Gran luchadora de la causa federal. Se conocen los registros del nacimiento y bautizo de Martina Chapanay (9 y 15 de marzo de 1799 respectivamente), aunque no los de su muerte, que se presume fue en 1887. Se admite que nació en la zona lagunera de Huanacache y que era hija del huarpe Juan Chapanay y de la cautiva blanca Mercedes o Teodora González.
Siendo muy joven, fue llevada por su padre a Ullum, a la casa de una terrateniente del lugar, donde a cambio de sus servicios domésticos, Martina debía recibir casa, comida y educación. Ante la falta de cumplimiento de la contraparte, que no le prodigaba la tan ansiada educación, debió pensar Martina en cambiar su destino, por lo que se casó con un peón de la finca y huyó de aquel lugar.
A partir de entonces, debido a su inquebrantable personalidad, transitó intensamente los avatares de la historia argentina del siglo XIX. Fue así que alrededor de 1820, buscó refugio junto a su pareja, entre las huestes de Facundo Quiroga, reconocido caudillo federal de varias provincias, entre ellas, San Juan.
Debió participar entonces en las batallas de La Rioja (1823); El Tala, Tucumán (1826); El Rincón (1827); La Tablada (1829); Oncativo (1830); Rincón de Rodeo, Mendoza (1830); y Ciudadela (1831), en la que perdió a su pareja.
Después de esa larga campaña, resolvió volver a Ullum, pero no encontró el amparo esperado.

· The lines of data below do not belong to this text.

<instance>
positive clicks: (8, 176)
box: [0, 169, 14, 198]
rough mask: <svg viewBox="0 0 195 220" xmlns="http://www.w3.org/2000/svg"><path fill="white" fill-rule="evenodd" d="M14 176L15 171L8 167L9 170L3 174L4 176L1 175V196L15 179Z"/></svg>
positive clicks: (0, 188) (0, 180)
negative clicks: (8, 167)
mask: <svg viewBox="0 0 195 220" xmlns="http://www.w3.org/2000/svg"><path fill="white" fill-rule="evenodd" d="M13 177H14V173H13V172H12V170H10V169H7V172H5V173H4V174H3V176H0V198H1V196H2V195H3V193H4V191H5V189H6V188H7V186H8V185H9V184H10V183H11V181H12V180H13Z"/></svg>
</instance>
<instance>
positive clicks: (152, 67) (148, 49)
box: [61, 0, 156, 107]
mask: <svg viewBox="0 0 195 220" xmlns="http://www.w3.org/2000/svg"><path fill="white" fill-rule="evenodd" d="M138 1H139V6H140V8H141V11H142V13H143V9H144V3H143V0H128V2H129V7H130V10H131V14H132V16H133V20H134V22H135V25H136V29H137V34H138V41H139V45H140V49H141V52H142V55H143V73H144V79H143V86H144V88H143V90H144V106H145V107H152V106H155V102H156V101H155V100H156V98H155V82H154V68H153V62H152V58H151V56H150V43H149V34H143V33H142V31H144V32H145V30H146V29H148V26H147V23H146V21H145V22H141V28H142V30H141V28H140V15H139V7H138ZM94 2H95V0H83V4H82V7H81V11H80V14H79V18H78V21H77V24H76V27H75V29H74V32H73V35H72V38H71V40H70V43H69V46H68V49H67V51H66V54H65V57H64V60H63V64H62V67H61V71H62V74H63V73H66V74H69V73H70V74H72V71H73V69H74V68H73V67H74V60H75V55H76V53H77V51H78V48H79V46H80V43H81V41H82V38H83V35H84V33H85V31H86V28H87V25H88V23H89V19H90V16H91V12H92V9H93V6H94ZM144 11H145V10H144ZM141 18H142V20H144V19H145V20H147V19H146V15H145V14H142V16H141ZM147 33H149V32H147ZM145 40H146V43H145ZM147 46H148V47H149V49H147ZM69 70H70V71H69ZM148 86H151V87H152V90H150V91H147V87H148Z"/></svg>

Decidió entonces ir a vivir en las sierras que conocía como buena baqueana que era, debiendo vincularse para comer y subsistir con una banda de forajidos que asaltaba a los viajeros pudientes por aquellos caminos polvorientos.
Así se convertiría en el personaje cuya memoria la leyenda ha conservado, pero que desconoce su mérito como soldado federal, siempre al lado del “gauchaje vilipendiado de su época”.
Fue su disconformidad con la vida de asaltante de caminos que vivía, la que la llevó a ofrecer sus servicios militares a Nazario Benavidez e intervenir en la sangrienta batalla de Angaco. Esa situación la llevó a su vez a vincularse con el caudillo riojano Ángel Vicente Peñaloza (auténtico federal del interior, como Nazario Benavidez), a quien acompañaría en sus campañas antiporteñas como escolta y espía militar, sin dejar nunca de participar en las batallas munida de su lanza.
Sintiéndose nuevamente fatigada por la guerra civil, fue a vivir a Valle Fértil, donde pudo ejercer dignamente su oficio de baqueana, rastreadora, boleadora de animales cimarrones y ciudadana ejemplar. Con el peso de los años a cuesta, y sin más recurso que su caballo y aperos que le servían de cama, decidió pasar sus últimos días en Mogna, donde encontró la paz para bien morir.